R. Come dicevo prima il dato positivo da sfruttare è la maggiore competitività, che comporta maggiori investimenti e altrettanta attenzione. Dopo anni di stallo, se stallo si può definire, abbiamo anche investimenti importanti nei palazzatti: tra un mese si inaugura Tortona, a Venezia stanno realizzando qualcosa di incredibile e a Bologna son finalmente partiti i lavori.
D. Tornando al suo percorso, dopo le lunghe stagioni nella dirigenza trevigiana è arrivata la chiamata Oltreoceano. Cosa ricorda di quei momenti e come riassumerebbe la sua esperienza a Toronto.

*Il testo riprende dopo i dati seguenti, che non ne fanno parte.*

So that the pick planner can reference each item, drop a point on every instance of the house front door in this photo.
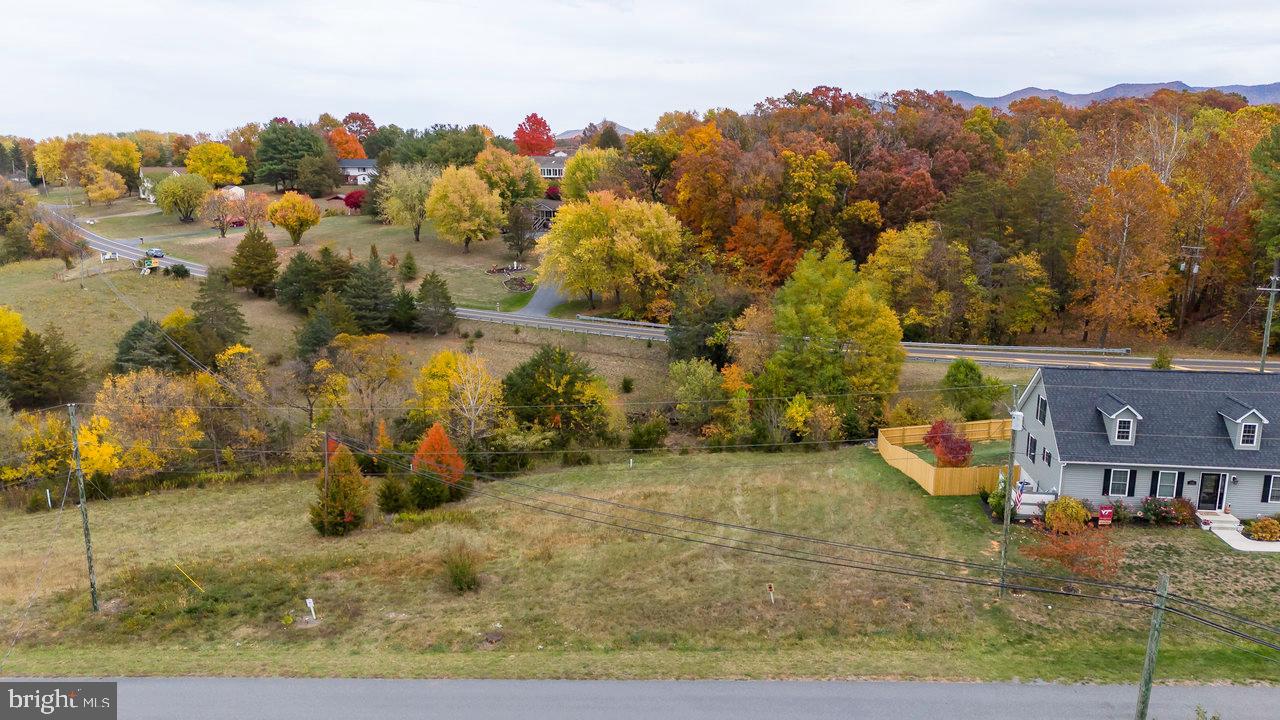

R. Toronto è una realtà multietnica che dà un impatto positivo ai giocatori europei e conta inoltre su una comunità italiana grandissima, un’esperienza incredibile. Ricordo il primo impatto, la prima volta che un dirigente non americano entra nella stanza dei bottoni di una franchigia. Era un mondo che si andava a visitare, farne parte era qualcosa di indescrivibile.

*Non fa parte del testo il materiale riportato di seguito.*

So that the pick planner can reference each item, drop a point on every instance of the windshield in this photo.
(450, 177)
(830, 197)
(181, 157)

Dell’NBA vieni colpito dalla grandezza delle cose, dal dispiego di risorse. Va anche detto che è una lega commerciale ed è un concetto di sport molto diverso rispetto al sistema promozione – retrocessione. Ma al di là di questo non c’è niente di paragonabile, quando qualcuno lo fa non capisce che, semplicemente, sono dimensioni che non possono essere sovrapposte.

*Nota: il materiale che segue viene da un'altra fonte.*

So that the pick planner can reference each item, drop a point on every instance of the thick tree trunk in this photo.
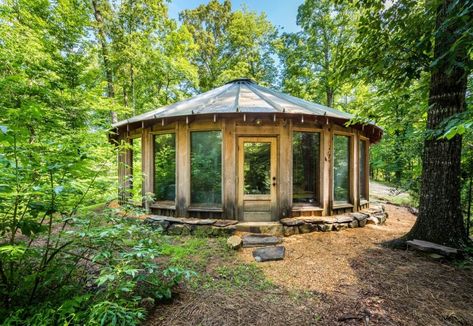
(105, 55)
(329, 94)
(440, 217)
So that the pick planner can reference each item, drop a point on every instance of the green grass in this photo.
(216, 266)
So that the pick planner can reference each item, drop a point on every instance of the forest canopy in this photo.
(69, 69)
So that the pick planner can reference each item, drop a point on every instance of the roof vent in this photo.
(241, 80)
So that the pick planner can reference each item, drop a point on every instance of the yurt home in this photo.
(245, 152)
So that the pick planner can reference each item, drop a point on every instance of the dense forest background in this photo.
(69, 68)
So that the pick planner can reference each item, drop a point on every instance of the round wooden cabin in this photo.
(245, 152)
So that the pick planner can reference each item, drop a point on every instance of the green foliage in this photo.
(230, 44)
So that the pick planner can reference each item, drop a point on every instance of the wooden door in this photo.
(257, 179)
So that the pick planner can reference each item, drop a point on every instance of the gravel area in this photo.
(338, 278)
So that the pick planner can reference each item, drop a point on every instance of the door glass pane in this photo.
(362, 163)
(206, 168)
(341, 163)
(137, 173)
(256, 167)
(165, 167)
(305, 167)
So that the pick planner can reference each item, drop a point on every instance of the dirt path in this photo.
(336, 278)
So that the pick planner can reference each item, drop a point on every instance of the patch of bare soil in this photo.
(338, 278)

D. Negli States ha trascorso sette anni, poi passa in Turchia. Un cambio di scenario – non solo geografico – non indifferente rispetto. Facendo la somma delle sue esperienze all’estero, quali lezioni si possono apprendere dalla Turchia per il movimento cestistico italiano? E cosa invece importerebbe dagli USA?
R. Della Turchia, mi ha colpito in generale la loro capacità di fare investimenti nelle strutture. E non parlo solo di Istanbul, che è una grande metropoli, ma di come ogni città può contare strutture di qualità che aiuta lo sport, qualsiasi disciplina.
Le aziende private sono spinte e favorite nel sostenere lo sport e soprattutto le grandi aziende “tifano” per sostenere lo sport in maniera concreta. Dagli USA invece mi piacerebbe prima di tutto importare le regole: certe e trasparenti.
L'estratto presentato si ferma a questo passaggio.